O segundo aperitivo surgiu em setembro do mesmo ano com Electric Barbarella, uma canção pop mais luminosa, representando aquela que era, desde a pausa de 1985, a mais direta evocação de memórias dos caminhos seguidos pela música em inícios dos anos 80. A canção, que foi então a primeira a ser vendida pela Internet por download, abria as portas a Medazzaland, que chegaria pouco depois.

O álbum confirmava um aprofundar de caminhos sugeridos no Wedding Album, explorando um trabalho de arranjos mais intenso e complexo, ensaiando experiências por novos terrenos, assimilando entre outras heranças as do psicadelismo ou da música indiana (Talvin Singh, nas tablas, é um dos convidados), num corpo de canções que se revelaria o mais inspirado e suculento da obra do grupo nos anos 90. Canções como Big Bang Generation (um potencial single), Buried in The Sand ou o beatlesco Midnight Sun mostravam uma banda reinventada em solo indie sem, contudo, abdicar das suas marcas de identidade. Ao mesmo tempo Michael (You’ve Got a Lot to Answer For), dedicada a Michael Hutchence, assinalava um possível sucessor de Serious (e outro potencial single). Já Be Me Icon ou So Long Suicide (em memória de Kurt Cobain) prolongavam as experiências mais elétricas encetadas em Liberty, porém com outros resultados.

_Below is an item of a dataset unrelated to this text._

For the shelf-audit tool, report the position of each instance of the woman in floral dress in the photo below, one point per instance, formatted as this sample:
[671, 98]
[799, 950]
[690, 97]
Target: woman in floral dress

O tema-título, que abre o alinhamento, revelou a estreia vocal de Nick Rhodes, num registo spoken word sobre um instrumental que lança claramente os caminhos pelos quais a música do disco depois evolui.

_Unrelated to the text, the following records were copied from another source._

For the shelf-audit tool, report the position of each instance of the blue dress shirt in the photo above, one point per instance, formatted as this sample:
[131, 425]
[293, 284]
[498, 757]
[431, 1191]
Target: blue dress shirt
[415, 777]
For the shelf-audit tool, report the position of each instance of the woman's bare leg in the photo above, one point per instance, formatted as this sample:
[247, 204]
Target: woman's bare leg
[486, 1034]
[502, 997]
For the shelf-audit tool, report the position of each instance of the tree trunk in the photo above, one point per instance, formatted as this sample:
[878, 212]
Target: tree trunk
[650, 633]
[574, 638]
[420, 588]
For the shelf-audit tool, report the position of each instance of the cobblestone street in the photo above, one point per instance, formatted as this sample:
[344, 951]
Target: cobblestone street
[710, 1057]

As fracas vendas obtidas no Japão e EUA, onde o álbum foi lançado em primeiro lugar, conduziram a um adiamento da sua chegada aos mercados europeus, que acabaria por nunca se concretizar, ficando o disco apenas confinado a edições físicas nesses dois primeiros territórios. Mais tarde surgiu um lançamento digital, mantendo-se todavia este como um dos raros episódios na discografia do grupo sem representação física na Europa, estatuto que agora muda. Vinte e cinco anos depois eis que finalmente o disco é editado em mercados europeus, tanto no suporte de CD como numa primeira edição em vinil, esta surgindo no formato de duplo LP, com um booklet que recupera todo um trabalho gráfico que sublinha o tom mais desafiante que o disco propunha em 1997.

“Medazzaland”, dos Duran Duran, está disponível em 2LP e CD num novo lançamento Tape Modern/BMG.

2 pensamentos

  1. O Thank You não foi um desvio temporário. A meu ver, foi o deslize que matou irremediavelmente o momentum do comeback que o Wedding Album tinha reconstruído e que nem os próprios provavelmente sonhariam que sucedesse.
    Ainda hoje acho que, a ter saído logo em 1995, o Medazzaland iria cimentar o retorno dos Duranies ao primeiro plano. E, quem sabe, hoje em dia, se eles não seriam uma banda, pelo menos, ao nível dos Depeche, na arena dos circuitos de música ao vivo – leia-se: (quase) ao nível dos gigantes do rock clássico ou de uma Madonna. Valia a pena pensar nisto, creio.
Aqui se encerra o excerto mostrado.